Latin America & Caribbean

Brazil's President Temer nominates close ally to Supreme Court

Alexandre de Moraes and President Michel Temer in Brasilia, 3 February 2017 Image copyright AFP
Image caption Mr Moraes (right) was appointed by Mr Temer (left) to the cabinet in May 2016

Brazil's President Michel Temer has nominated his justice minister to the Supreme Court as it prepares to rule on one of the biggest corruption scandals in the country's history.

The minister, Alexandre de Moraes, is one of Mr Temer's closest allies.

He replaces Judge Teori Zavascki, who died in a plane crash last month.

There have been calls for a less politically sensitive nomination, as many senior politicians are facing charges in the corruption scandal.

Mr Temer said he had chosen Mr Moraes for his "solid academic credentials".

The 49-year-old lawyer is a member of the PSDB party, which is part of Mr Temer's governing coalition.

He joined the cabinet in May, when Mr Temer replaced President Dilma Rousseff, who was facing impeachment proceedings.

Image copyright AFP
Image caption Mr Moraes had to answer tough questions after riots in gang-controlled prisons last month

Earlier this year, Mr Moraes had to deal with his most serious crisis since taking office, when more than 100 prisoners were killed by fellow inmates in a series of prison riots.

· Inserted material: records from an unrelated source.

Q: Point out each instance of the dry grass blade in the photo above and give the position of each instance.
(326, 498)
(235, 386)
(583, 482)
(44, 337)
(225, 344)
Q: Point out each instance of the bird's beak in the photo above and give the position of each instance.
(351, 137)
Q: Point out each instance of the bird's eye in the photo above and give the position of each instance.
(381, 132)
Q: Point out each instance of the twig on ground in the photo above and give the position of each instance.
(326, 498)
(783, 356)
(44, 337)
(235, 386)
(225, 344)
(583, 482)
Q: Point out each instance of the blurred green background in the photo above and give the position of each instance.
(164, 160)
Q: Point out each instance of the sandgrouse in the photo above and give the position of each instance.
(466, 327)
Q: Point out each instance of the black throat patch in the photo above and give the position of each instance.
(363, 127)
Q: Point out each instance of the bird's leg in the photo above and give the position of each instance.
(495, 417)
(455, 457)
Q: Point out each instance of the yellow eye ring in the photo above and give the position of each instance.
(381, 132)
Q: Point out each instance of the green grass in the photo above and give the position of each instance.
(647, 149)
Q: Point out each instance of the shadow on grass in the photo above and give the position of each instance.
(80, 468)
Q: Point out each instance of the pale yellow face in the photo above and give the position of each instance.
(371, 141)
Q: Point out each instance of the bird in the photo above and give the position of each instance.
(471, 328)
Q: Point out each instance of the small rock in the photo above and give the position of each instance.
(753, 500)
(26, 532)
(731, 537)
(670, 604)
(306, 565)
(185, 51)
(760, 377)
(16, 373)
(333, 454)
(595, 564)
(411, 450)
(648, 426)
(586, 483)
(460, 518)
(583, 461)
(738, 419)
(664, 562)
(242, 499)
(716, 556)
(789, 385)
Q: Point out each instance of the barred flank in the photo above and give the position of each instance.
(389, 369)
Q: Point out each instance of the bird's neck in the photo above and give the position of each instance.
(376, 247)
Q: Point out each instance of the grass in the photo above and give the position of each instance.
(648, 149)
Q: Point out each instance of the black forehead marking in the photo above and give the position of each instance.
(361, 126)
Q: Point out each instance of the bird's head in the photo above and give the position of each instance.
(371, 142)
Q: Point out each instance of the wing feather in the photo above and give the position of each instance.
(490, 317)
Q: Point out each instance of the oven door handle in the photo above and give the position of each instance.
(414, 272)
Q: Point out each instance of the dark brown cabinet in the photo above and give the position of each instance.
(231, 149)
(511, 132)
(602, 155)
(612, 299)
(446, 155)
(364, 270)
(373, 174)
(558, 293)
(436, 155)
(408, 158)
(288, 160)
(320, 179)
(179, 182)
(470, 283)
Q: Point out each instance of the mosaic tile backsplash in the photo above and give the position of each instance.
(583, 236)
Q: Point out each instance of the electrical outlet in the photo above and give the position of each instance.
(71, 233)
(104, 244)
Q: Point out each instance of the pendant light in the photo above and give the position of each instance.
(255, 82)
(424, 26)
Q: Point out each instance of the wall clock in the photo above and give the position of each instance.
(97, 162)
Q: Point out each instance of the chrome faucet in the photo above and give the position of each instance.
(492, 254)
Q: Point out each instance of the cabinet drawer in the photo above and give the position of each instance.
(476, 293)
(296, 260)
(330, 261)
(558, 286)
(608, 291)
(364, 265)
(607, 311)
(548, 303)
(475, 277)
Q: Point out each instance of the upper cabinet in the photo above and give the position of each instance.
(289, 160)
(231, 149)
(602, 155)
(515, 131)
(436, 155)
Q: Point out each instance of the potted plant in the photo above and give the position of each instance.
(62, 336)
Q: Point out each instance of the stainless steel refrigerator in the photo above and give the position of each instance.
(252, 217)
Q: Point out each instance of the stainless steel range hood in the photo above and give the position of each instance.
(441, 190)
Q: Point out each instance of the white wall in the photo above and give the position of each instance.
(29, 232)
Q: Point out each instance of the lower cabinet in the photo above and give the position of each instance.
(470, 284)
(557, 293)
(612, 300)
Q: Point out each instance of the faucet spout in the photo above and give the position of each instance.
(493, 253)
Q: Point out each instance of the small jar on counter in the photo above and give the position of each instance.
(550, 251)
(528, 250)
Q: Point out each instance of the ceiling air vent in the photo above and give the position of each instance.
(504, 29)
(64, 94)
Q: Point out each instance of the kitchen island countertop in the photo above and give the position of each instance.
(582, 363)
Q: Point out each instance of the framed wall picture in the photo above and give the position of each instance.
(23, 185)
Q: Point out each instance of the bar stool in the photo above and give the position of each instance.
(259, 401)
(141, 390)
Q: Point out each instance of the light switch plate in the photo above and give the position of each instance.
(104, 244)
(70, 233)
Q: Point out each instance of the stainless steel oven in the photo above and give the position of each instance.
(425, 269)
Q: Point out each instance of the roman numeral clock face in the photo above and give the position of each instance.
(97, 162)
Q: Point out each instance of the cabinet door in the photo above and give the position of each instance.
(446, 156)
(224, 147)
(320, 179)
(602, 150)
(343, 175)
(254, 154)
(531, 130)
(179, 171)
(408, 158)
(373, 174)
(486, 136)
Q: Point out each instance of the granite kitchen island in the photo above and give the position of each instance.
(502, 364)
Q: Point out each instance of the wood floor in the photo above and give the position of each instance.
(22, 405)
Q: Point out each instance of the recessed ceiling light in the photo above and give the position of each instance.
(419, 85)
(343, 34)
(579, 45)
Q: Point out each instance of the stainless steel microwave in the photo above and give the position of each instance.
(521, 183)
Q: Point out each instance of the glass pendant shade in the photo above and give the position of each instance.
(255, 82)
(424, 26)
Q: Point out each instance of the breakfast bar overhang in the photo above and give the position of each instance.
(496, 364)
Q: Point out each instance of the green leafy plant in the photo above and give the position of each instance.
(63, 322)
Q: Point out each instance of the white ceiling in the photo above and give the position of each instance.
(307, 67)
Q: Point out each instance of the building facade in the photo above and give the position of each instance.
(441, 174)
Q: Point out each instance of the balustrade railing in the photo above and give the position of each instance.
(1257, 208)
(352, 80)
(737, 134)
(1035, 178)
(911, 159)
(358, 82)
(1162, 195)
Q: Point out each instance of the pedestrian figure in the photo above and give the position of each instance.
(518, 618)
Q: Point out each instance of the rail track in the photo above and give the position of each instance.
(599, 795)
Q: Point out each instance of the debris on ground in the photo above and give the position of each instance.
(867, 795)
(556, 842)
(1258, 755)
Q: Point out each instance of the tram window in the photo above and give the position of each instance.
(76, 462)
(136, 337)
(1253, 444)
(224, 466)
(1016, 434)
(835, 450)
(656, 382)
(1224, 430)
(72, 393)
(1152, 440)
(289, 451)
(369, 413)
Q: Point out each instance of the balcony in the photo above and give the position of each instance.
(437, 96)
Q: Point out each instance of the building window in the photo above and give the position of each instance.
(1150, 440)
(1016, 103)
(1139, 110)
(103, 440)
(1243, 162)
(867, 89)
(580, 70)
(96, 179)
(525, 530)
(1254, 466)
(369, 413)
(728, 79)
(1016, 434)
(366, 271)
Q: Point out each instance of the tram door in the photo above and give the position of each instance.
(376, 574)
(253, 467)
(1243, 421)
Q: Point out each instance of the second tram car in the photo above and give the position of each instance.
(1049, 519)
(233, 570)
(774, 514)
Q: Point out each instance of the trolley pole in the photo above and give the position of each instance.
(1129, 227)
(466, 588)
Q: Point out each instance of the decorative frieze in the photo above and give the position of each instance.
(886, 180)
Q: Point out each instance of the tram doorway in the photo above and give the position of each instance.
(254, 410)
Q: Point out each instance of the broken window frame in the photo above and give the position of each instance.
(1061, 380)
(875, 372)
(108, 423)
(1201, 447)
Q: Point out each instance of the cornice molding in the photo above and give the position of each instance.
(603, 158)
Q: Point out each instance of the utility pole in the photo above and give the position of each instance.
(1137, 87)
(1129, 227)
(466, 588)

He announced a plan to set up police intelligence units and increase cooperation with neighbouring countries to reduce the power of the gangs that control most Brazilian prisons.

'Foul play'

Mr Moraes's nomination needs to be ratified by the Senate.

He asked for a 30-day leave of absence to prepare for the ratification process.

But analysts say the government does not expect the nomination to be rejected, as it has a broad majority in the Senate.

Later this month the Supreme Court is due to begin ruling on the extensive evidence gathered during an investigation into corruption at the state oil company, Petrobras.

Judge Zavascki had been overseeing the investigation, known as Operation Car Wash.

Image copyright AFP
Image caption Judge Zavascki's death has been seen as a blow to the Petrobras corruption probe

He had prepared a list with the names of dozens politicians who allegedly took bribes from Brazilian construction giant Odebrecht to make sure the company won lucrative contracts with Petrobras.

Odebrecht has admitted paying $1bn (£800m) in bribes to obtain contracts in 12 different countries.

Mr Zavascki was a well-respected judge and the Car Wash investigation gained much credibility when he was appointed to oversee it in the Supreme Court, says the BBC's Daniel Gallas.

The plane he was travelling on plunged into the sea in heavy rain near the town of Paraty on 19 January.

The opposition said it suspected foul play and called for a thorough investigation.

Since Judge Zavascki's death, the Supreme Court has been operating with 10 judges.

His role overseeing the corruption probe was allocated last week to Judge Edson Fachin.

He was chosen at random from a shortlist of five Supreme Court judges.